Anyway, a visiting friend bought the game
at a store in town and I knew that sooner or later the game would be played and
somehow I would be dragged into it. I hoped later but of course it turned out
to be sooner, and I found myself at a table with a board in front of me
demanding that words be made up and I had seven little wooden blocks with
letters on them to oblige the board.

I felt silly as the game started.

First of all, I’m not a very good speller
and it didn’t make much sense for me to play a game that depended on spelling
for victory.

The person who bought the game is of course
a very good speller, a speller of almost championship ability. I can see why he
liked and wanted to play the game, but I couldn’t see what there was ultimately
in it for me, except the annoyance of wasting my time losing.

There were four of us and the game started.

Right from the very beginning when I selected
my seven blocks of wood, I didn’t like the game and within a few moments dislike
turned to true hatred. L’ve never hated anything so fast in my life.

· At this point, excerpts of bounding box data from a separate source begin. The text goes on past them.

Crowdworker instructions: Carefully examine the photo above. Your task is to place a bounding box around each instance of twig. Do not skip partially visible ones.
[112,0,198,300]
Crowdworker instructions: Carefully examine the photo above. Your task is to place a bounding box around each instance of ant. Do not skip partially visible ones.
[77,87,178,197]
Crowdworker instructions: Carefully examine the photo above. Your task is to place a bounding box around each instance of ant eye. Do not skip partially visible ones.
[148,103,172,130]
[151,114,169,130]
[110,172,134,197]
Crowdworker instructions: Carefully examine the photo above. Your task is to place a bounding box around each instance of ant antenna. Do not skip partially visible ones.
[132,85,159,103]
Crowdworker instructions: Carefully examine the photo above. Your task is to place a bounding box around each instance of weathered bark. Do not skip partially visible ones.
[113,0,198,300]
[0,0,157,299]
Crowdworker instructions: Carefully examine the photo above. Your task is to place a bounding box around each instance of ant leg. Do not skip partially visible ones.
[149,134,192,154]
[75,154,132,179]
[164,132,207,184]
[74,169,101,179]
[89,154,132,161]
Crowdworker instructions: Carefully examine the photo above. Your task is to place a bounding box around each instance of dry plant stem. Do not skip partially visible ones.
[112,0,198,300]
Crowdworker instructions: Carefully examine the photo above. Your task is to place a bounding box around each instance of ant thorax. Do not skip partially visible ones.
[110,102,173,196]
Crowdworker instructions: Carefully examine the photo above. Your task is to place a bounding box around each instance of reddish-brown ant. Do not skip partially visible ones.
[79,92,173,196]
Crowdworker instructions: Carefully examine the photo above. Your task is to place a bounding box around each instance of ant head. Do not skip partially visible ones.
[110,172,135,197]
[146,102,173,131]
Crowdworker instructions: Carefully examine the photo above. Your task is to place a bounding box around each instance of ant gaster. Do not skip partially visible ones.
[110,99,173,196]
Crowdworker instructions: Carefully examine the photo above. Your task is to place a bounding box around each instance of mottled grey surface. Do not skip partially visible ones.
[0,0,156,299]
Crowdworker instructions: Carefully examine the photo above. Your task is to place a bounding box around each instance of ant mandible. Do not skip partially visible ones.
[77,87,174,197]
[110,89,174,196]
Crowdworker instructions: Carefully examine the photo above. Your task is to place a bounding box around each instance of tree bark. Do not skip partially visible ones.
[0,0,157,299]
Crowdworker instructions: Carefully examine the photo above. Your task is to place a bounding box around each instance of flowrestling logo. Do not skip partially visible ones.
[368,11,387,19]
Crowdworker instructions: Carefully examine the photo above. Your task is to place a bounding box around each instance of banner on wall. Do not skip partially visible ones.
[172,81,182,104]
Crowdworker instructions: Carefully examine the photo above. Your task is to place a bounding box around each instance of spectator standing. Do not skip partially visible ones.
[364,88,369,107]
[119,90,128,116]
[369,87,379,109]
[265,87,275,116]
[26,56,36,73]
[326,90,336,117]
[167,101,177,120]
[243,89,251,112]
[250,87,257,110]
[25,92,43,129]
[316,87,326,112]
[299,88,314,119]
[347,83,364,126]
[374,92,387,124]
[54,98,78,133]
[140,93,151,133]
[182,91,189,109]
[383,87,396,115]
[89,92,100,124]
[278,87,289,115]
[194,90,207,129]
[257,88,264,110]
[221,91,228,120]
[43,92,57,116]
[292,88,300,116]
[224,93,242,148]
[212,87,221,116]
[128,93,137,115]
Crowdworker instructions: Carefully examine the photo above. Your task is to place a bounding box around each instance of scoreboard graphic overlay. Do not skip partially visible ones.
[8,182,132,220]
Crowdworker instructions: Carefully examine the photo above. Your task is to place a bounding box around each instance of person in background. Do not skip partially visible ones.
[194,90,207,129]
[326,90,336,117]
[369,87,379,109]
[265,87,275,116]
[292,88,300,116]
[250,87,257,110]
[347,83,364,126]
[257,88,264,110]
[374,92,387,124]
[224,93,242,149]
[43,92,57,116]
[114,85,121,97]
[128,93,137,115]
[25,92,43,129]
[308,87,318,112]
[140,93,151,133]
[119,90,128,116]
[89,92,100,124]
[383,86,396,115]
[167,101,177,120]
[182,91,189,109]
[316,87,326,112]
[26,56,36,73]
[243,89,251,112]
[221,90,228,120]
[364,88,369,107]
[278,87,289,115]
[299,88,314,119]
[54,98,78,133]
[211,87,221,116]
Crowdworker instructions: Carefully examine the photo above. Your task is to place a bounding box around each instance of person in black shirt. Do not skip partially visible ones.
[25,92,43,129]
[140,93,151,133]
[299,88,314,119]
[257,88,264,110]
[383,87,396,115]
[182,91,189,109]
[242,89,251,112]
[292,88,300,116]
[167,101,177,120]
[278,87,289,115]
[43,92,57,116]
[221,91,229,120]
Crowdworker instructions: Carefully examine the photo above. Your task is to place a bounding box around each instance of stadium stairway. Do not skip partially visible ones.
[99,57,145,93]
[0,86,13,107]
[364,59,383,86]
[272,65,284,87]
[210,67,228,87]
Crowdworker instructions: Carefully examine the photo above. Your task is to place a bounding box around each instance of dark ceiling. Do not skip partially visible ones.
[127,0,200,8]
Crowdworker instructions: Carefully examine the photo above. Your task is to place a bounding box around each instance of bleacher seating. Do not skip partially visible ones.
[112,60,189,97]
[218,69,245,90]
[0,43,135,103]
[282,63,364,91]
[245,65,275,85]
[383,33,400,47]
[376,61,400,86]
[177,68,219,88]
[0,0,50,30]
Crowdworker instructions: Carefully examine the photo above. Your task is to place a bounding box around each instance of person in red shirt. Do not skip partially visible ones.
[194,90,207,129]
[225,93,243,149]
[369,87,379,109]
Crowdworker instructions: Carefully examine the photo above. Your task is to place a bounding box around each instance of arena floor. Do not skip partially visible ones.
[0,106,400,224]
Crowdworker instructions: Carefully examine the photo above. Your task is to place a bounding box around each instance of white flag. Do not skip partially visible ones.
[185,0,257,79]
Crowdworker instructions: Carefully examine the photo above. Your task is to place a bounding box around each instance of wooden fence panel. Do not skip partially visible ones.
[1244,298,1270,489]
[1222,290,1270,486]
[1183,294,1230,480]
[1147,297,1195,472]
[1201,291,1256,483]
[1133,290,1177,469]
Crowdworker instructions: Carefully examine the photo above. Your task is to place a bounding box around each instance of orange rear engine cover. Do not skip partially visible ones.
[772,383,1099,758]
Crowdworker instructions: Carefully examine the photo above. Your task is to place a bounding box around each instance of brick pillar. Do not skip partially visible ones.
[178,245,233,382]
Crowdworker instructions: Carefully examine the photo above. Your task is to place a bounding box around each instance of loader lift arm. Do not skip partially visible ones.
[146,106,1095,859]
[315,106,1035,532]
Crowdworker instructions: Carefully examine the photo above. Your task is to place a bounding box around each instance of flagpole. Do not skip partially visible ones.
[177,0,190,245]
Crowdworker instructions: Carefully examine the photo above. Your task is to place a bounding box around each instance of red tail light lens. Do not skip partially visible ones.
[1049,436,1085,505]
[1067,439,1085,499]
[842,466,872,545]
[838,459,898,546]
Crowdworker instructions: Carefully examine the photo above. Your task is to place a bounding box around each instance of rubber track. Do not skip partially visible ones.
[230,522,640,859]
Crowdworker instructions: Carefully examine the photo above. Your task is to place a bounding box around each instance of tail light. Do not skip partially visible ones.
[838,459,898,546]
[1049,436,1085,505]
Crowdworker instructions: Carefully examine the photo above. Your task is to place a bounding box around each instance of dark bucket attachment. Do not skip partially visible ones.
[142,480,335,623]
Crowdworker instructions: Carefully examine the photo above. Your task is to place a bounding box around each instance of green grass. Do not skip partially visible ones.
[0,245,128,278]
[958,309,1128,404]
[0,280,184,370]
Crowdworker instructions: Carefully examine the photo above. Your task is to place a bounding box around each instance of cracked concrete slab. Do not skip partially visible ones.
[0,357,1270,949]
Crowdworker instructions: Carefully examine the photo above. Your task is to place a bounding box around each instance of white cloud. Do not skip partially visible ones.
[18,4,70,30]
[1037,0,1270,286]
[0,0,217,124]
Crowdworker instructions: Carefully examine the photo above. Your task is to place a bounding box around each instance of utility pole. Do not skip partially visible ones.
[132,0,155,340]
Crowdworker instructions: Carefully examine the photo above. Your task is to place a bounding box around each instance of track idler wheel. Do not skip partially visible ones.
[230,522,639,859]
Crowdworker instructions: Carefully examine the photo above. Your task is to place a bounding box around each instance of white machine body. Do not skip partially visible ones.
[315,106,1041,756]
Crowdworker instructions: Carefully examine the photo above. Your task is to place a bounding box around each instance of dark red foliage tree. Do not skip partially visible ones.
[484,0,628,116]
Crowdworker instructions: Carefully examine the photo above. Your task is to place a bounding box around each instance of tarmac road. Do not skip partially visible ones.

Among the first words played on the board
was the word quieten as in quieten down, which I found to be an absurd word.
Here in the West we use quiet down, not quieten down. I had never even heard
the word quieten before, so I made a big mistake by compulsively looking it up
in the dictionary, and there it was in all its glory: quieten, an English word,
a word used in England. I don’t know English English. I know American English.

That’s enough for me.

It serves the purposes of my life.

The next word played was ted. I’d never
even heard of the word ted before. I’d of course heard of teddy bear and the
name Ted, but not ted as a word. It was contributed by my friend who is a good
speller. Again impetuously I went to the dictionary like a pig to bacon and
God-damn it! there was the word ted.

If you want to find out what the word means
look it up yourself or if you already know what it means, that’s your problem,
but I’d like to hear you use it in conversation sometime: “Please ted the cow
shit or I have tedded the grass. What else do you want me to do?”